Private debt has set sail in Australia – and developers need to climb aboard.
Despite its historically niche role, the private debt and bond sector is rapidly expanding, with a tenfold global increase over the last decade. In Australia, a confluence of COVID, the banking Royal Commission, and favourable economic conditions have resulted in a private credit boom that’s changing our lending landscape.
Private credit funds might be the salvation younger, capital-light developers need – especially with reluctant banks, an embattled construction sector, and forecasted cash rate hikes set to make financing more difficult than ever.
An Overview of Privately Sourced Debt
Privately sourced debt is exactly what it sounds like: loans issued by private entities rather than banks or publicly traded entities. It includes different forms of financing, like:
- Direct lending
- Mezzanine financing
- Distressed debt
- Venture debt
- Special situations (think corporate spin-offs, tender offers, and M&As)
Since the GFC, private debt prevalence has sharply increased thanks to a reduction in bank lending activity.
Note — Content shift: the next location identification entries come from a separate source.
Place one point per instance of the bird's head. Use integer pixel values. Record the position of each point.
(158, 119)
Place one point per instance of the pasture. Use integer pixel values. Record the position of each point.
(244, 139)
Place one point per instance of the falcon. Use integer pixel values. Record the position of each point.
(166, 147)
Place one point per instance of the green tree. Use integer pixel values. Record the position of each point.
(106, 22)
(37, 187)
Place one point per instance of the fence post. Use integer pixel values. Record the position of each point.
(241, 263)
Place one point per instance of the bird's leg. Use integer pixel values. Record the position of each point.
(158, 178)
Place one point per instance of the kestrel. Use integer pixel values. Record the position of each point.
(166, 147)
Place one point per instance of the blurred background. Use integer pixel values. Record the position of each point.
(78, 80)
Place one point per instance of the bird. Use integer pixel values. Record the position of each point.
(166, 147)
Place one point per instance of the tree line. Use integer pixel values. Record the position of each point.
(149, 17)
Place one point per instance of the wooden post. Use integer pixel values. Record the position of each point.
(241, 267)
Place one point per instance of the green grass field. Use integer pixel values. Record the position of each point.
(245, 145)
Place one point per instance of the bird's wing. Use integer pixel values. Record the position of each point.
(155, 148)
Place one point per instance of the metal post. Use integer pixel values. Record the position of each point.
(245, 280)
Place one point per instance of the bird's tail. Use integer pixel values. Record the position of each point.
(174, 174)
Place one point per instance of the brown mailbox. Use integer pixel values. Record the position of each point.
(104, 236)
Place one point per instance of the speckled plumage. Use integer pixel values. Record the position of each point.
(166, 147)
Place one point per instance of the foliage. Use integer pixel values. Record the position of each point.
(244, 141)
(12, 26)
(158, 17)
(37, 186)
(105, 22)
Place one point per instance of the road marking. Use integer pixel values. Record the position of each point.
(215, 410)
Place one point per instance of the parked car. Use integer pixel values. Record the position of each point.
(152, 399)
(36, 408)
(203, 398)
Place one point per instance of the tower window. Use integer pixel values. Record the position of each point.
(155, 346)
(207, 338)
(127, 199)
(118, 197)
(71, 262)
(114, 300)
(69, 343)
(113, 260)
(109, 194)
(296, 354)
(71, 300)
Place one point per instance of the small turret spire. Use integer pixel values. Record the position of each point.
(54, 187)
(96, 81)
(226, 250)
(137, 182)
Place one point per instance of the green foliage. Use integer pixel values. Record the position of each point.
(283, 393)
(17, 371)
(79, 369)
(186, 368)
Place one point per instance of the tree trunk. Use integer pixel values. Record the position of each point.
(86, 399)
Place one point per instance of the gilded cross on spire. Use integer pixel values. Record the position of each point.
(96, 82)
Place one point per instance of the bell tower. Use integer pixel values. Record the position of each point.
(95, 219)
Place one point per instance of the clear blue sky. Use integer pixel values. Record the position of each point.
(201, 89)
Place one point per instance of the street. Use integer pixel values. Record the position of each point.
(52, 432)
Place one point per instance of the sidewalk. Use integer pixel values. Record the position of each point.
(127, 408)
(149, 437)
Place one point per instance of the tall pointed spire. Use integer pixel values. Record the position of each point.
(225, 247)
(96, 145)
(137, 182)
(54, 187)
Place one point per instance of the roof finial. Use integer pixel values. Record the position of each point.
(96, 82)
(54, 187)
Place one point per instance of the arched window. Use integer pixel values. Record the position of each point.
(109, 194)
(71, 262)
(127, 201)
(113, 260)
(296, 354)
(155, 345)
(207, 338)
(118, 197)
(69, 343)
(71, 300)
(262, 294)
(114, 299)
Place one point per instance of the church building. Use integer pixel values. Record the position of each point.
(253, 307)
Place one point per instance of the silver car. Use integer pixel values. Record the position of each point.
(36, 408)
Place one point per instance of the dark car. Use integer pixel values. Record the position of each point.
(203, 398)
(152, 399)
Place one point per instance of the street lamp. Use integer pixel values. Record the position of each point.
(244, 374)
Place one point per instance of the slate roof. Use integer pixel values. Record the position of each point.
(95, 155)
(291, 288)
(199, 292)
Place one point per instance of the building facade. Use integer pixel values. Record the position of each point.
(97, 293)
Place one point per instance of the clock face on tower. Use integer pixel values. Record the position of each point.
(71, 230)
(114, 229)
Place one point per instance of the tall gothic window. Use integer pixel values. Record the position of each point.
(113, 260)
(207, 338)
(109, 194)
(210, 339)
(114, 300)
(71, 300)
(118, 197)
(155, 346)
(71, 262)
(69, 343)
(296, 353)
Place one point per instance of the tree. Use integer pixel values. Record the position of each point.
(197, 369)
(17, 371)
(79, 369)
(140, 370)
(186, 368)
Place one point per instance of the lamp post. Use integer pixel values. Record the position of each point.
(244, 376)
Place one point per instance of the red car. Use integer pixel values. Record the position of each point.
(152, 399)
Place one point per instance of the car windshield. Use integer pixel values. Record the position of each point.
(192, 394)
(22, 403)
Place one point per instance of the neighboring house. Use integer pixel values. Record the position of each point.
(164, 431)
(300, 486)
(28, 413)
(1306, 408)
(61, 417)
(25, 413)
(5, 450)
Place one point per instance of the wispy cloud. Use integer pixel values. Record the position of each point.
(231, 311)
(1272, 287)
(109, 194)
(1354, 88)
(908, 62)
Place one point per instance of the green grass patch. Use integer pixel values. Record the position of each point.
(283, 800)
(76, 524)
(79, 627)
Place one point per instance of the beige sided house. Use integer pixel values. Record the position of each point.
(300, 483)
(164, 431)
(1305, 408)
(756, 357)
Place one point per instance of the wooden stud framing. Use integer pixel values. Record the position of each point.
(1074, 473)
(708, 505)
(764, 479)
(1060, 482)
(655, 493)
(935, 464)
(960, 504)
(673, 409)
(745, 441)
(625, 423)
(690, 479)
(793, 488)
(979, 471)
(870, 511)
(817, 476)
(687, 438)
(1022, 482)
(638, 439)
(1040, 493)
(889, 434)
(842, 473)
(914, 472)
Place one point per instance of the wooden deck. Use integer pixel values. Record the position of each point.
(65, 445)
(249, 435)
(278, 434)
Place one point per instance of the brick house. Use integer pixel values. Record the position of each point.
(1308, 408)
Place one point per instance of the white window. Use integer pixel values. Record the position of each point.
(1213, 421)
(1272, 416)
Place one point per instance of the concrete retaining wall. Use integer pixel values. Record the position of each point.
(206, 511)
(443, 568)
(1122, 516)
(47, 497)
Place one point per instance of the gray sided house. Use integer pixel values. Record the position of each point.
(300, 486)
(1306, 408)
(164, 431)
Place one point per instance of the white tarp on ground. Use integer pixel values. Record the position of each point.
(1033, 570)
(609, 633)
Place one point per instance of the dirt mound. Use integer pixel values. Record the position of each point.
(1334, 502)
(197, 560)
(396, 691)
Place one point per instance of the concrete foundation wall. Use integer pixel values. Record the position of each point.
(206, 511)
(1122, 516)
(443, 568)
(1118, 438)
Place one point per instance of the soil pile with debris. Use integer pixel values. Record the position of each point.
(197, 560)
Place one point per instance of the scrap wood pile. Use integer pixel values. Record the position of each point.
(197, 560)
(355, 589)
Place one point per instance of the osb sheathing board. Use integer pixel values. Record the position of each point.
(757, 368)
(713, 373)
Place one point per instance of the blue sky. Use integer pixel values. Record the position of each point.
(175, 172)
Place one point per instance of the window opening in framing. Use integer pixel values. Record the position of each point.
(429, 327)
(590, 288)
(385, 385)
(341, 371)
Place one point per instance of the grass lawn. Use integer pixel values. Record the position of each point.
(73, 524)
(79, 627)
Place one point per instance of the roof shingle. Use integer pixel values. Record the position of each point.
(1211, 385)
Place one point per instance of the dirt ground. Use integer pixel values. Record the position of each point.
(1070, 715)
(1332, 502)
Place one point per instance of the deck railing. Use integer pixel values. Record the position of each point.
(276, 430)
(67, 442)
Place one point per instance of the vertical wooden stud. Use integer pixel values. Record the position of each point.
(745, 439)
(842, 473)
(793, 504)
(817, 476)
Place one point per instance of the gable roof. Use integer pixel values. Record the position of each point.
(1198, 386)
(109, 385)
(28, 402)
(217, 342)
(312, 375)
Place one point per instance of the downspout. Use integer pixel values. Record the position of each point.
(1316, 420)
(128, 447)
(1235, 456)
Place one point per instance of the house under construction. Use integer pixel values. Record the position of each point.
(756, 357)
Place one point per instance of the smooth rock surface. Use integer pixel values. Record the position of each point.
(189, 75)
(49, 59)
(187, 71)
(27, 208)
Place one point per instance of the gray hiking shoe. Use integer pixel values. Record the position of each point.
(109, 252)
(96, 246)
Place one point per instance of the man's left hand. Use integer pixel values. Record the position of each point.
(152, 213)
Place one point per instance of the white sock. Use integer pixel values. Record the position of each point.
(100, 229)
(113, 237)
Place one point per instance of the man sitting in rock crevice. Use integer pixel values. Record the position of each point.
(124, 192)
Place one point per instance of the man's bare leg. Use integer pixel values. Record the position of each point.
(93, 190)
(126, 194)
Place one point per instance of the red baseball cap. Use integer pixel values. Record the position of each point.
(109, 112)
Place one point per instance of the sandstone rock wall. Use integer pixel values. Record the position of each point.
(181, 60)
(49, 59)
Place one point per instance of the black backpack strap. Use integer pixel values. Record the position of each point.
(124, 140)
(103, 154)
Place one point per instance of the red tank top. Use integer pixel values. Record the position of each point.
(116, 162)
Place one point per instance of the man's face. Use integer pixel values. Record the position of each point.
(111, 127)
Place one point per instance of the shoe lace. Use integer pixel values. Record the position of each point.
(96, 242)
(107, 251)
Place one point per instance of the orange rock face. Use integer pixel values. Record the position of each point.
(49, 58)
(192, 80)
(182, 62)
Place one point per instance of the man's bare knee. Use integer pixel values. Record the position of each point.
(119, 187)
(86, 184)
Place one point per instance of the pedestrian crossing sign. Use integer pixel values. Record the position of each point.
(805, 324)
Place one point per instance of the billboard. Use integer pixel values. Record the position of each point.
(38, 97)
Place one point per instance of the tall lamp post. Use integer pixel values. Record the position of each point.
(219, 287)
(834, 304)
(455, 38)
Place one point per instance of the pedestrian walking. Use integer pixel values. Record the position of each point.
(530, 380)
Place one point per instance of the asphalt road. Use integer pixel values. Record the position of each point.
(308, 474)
S&P Global estimates that the AUM (assets under management) of predominantly private debt-issuing funds has risen from US$39.9B in 2010 to $412.1B in 2020 – an almost tenfold ascension that underscores just how fast the private debt market is maturing.
Just as importantly, dry powder – capital committed by investors that has not been allocated to loans – is piling up, rising from 30.6% of AUM in 2019 to 35.8% in 2020. In contrast to the rising lending conservatism of banks, private investors are hungry for more, and it’s a trend that’s slowly making its way to Australia.
Australia’s Privately Sourced Debt in 2022
Australia is a country dominated by banks – at least, until recently. Our COVID-induced recession showed borrowers that borrowing from banks was, often, a less-than-ideal option characterised by unfavourable loan conditions and poor flexibility. Banks were also notoriously less willing to supply funding, especially for SMEs.
Without large-scale alternatives to bank credit for borrowers to fall back on, the Australian private bond and debt sector has grown to somewhere between $109B and $1.8T over the past three years (different studies provide different estimates). Boutique private debt firms are being founded at record rates, but multinationals like Ares Management are also establishing Australian beachheads, giving borrowers a viable alternative to banks.
That growth isn’t going away anytime soon, either. With the RBA’s Australian bond-buying program drawing to a close and inflation forecasted to rise 3.25%, investors will be seeking shelter in safe havens – which means committing more capital than ever to private debt funds, where the floating rates of the underlying loans will insulate them from fallout.
Although private debt still comprises a relatively small percentage of overall bonds and debts in Australia, it’s no longer huddled in the corner. With unprecedented growth and strong uptake, this is a sector confidently marching towards the limelight – and that’s good news for borrowers who want a viable alternative to the drawn-out, often unfruitful bank loan process.
What Current Trends Mean for Developers
In a previous article, we talked about how private lending can make smaller residential developments viable . Developers without extensive track records or capital are likely to be rejected by banks looking for security; even if a loan is on the table, most banks require that at least 80% of the funding is covered by pre-sales, which can chew into project profitability.
Private lenders, on the other hand, offset their risk with higher interest rates, so they’re more willing to lend to younger, capital-light firms without requiring pre-sales. This can make private debt an attractive option – especially for developers confident in their project’s success.
And the current trends in Australia? All that dry powder – with more to come, if the RBA’s forecast holds steady – means that the private debt market will become even more saturated, resulting in lenders actively competing to allocate debt. That could create more favourable loan conditions, especially if the waves of international private funds keep coming.
The comparison to bank loans is stark. With the triple impacts of COVID, ARPA lending guideline changes, and the banking Royal Commission, banks are less likely than ever to issue loans for developers.
But that doesn’t mean waiting around for the private debt market to get even better is a good idea. While continued growth is near-certain, the interest rate is also set to increase. Despite the RBA’s insistence that “ceasing purchases under the bond purchase program does not imply a near-term increase in interest rates”, CBA is predicting an interest rate hike of about 1% as early as June 2022.
For developers currently considering funding options, securing financing the next three months could mean the difference between a profitable project and a Pyrrhic delivery. For certain projects, locking in favourable interest rates could actually be worth it, even if a full project pipeline means holding onto the property for longer than normal. Securing funding before June won’t be the right move for every developer. But, with private loans increasing project viability and interest rates at an all-time low, it’s definitely something to think about.